Note: As an option for placing partial bids on titles with volumes that are still within copyright the system shall automatically calculate the enddate of the partial bid from the national copyright date information attached to the user's login profile.
For Uploading an entire picklist into the Deduplication Tool:
A user has generated a picklist containing all of the items they wish to scan and check for duplication. This picklist contains both monographs and serials. The user goes to the deduper tool and uploads the picklist in .xls file format containing the minimum MARC fields for each item, i.e. volume (see below). The deduplication tool compares each of the items in the picklist to other bids that have already been uploaded by other users. These bids include both monographs and serials. The deduplication tool then returns a list of potential duplicates (both for monographs and serials). The list that is displayed is made up of the records from the current user's picklist. In other words, the deduplication tool displays the records that may potentially be duplicates from the picklist that was just uploaded. When a user clicks on one of the displayed records, more information displays below the record from the uploaded picklist. This information details the records from other institutions that match the user's record (essentially the records that may be the duplicate(s) to that record).

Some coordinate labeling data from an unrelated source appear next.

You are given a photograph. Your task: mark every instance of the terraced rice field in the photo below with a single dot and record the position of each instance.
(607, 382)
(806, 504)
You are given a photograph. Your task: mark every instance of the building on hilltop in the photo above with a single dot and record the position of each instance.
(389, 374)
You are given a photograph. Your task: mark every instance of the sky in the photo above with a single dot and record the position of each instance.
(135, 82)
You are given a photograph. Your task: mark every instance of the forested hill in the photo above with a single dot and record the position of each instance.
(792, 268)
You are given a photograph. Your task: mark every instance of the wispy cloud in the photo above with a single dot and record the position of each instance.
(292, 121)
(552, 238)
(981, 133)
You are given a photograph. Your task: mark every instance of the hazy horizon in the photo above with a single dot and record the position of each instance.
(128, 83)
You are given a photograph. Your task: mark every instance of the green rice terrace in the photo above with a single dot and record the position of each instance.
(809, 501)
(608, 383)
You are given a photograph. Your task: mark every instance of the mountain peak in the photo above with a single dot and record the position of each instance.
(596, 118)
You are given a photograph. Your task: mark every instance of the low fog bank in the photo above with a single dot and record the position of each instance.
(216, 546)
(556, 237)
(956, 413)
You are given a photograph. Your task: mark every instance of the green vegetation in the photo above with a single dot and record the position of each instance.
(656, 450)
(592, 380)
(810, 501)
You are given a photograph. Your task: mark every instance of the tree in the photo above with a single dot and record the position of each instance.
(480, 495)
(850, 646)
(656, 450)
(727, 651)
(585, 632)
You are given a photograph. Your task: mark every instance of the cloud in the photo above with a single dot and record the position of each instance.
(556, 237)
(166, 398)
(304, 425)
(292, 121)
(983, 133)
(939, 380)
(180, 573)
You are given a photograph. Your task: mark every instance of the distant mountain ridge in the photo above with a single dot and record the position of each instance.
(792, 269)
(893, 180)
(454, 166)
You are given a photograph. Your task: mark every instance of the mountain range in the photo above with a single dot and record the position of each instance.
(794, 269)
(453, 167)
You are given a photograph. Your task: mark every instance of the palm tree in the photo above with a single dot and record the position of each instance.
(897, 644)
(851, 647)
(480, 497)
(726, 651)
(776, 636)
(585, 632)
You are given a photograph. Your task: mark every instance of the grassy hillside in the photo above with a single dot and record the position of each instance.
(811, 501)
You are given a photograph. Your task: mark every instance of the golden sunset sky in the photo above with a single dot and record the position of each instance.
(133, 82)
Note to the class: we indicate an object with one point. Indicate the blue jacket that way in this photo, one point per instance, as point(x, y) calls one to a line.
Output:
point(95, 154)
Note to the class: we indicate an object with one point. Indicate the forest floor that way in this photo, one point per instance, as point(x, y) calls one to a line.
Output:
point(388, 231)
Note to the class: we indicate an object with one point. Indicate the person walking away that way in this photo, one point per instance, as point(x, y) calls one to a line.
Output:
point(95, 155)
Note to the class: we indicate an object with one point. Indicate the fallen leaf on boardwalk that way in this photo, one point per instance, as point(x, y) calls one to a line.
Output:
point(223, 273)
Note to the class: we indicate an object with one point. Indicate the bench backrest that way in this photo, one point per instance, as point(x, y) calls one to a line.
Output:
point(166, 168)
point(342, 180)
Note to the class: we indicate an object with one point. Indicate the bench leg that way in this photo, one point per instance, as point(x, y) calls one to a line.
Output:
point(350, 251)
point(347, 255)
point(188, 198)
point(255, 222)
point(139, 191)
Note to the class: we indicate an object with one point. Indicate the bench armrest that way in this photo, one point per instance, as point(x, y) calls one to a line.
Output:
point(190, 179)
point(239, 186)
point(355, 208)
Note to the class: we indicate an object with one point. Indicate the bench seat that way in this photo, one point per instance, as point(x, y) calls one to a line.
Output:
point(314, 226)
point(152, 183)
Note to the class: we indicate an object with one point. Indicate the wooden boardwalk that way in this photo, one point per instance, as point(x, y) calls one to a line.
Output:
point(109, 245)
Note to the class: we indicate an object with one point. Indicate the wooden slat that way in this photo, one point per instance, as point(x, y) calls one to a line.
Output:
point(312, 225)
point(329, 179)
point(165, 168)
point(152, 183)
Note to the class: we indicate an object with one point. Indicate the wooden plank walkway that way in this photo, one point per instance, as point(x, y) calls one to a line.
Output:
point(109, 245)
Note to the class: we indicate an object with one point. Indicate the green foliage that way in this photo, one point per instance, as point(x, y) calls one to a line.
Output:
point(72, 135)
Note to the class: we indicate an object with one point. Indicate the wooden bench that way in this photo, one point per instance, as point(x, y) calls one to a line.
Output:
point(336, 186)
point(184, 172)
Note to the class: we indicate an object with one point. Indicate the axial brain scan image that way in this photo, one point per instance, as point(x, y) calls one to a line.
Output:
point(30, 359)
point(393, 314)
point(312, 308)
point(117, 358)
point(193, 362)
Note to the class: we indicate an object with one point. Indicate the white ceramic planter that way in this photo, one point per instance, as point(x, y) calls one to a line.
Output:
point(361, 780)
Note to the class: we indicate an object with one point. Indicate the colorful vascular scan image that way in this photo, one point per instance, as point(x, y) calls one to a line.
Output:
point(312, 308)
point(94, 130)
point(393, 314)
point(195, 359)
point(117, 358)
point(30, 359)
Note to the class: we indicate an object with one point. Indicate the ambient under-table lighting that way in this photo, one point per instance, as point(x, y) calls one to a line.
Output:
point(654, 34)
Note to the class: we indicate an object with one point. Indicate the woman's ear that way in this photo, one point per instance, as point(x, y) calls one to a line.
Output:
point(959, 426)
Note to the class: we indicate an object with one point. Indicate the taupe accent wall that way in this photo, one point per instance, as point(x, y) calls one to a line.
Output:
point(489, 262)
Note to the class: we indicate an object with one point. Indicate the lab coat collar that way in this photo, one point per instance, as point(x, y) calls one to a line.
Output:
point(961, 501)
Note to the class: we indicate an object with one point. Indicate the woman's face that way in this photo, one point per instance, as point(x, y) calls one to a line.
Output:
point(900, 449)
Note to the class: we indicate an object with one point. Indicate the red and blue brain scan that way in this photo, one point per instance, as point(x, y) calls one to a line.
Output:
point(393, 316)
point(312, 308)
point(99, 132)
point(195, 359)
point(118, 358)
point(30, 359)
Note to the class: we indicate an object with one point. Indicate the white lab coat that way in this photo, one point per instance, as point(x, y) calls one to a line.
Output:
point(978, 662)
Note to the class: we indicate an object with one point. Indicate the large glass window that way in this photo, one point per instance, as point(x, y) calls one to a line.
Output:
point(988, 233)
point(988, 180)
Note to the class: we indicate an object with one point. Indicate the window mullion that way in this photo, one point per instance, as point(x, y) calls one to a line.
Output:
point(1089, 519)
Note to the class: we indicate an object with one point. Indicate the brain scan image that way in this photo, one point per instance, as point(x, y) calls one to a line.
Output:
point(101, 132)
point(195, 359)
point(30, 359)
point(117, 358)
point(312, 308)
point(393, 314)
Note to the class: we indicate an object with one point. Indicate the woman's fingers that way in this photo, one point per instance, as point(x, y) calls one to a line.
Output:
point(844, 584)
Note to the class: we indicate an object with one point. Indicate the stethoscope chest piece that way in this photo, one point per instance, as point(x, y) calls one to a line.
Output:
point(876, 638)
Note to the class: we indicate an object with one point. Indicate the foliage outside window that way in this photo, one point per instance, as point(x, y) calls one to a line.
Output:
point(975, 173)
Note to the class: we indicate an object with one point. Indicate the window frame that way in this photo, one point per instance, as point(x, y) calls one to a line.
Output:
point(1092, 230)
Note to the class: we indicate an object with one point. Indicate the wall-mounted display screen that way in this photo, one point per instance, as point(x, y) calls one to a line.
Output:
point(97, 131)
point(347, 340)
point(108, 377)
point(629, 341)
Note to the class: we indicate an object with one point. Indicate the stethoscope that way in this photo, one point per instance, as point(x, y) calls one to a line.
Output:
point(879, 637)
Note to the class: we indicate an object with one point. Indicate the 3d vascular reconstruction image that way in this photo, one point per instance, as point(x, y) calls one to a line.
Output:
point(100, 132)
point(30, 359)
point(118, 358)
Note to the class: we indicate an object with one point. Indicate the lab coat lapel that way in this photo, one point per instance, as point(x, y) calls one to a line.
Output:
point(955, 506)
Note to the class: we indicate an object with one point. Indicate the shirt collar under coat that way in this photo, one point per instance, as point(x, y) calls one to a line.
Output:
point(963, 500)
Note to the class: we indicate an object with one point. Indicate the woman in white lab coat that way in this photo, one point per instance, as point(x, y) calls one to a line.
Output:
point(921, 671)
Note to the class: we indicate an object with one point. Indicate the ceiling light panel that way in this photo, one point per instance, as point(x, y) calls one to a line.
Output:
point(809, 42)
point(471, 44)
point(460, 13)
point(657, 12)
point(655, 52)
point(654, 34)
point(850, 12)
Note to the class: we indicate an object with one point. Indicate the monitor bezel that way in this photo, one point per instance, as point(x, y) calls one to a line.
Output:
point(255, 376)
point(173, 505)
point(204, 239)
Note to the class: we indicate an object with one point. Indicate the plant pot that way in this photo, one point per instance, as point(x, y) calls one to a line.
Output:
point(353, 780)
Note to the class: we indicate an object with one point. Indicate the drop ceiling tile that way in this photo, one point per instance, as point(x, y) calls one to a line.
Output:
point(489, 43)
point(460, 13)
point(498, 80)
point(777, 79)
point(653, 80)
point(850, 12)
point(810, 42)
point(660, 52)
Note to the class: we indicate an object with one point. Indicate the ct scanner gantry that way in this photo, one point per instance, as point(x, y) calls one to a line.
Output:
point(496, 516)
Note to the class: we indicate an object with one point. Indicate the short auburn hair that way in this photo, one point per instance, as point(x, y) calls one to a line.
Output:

The user can then see all of the potential duplicate records at one time on one page. If the user ascertains that their record is a duplicate to something that has already been scanned, they can delete their record from the uploaded picklist. Once this process is complete, the user can click "confirm", and the deduplication tool includes these records in its database to compare future uploaded picklists to. The key here is that users would be deduping monographs and serials at once, from one interface. That way, regardless of whether one institution catalogs a set of items as a monographic series, and another catalogs it as a serial, this will not make a difference when de-duping. All items will compare to all other items - monographs to monographs, serials to serials, and monographs to serials. The unity of the serial bid list and monograph de-duplication tool also allow users to check one, or a handful, of items for their scan status. One stop shopping for the user!
System loads bids, flags a bid date and institution ID linked with login of person who uploaded it. Exceptions report is generated for any bids which could not be placed because title could not be found or existing bid with overlapping years (or full) already exists.
*Minimum fields for upload xls file:
ILS bib ID as column 1, year start (2), year end (3), Partial/Full (4)
Monographic series
A user has 3 volumes of a monographic series. Each volume has a separate title (e.g. v.1 "The relationship between shoelace length and intelligence") but is part of the
Society of Irrelevancy Series on Rumors. The volume title is in the MARC 245 field and the series title is in the MARC 440 field. The title is uploaded to the deduper which checks both. The monographic title is automatically added to the database if no duplicate is found. The volumes are automatically added to the serials bid list as a bid for volumes 1-3 of the series if no bids exist already for the volumes. (Perhaps we should have an intermediate page for the serials bid that shows the uploaded 3 volumes, the series records in the bid list and the bids on those records. For example, it would show the series records for the
Society of Irrelevancy Series on Rumors and indicate that volumes 5-10 have been bid. Since the user has v. 1-3, the user could click on "confirm bid" and the bid would be entered in the database.)
Inserting a new partner's bibliographic dataset
System administrator ingests file to dedup tool using MARCEDIT plugin tool or similar
Following database backup, system administrator configures a screen which fine tunes how they wish title matching to occur.
Matching process occurs in report mode and outputs in Excel format.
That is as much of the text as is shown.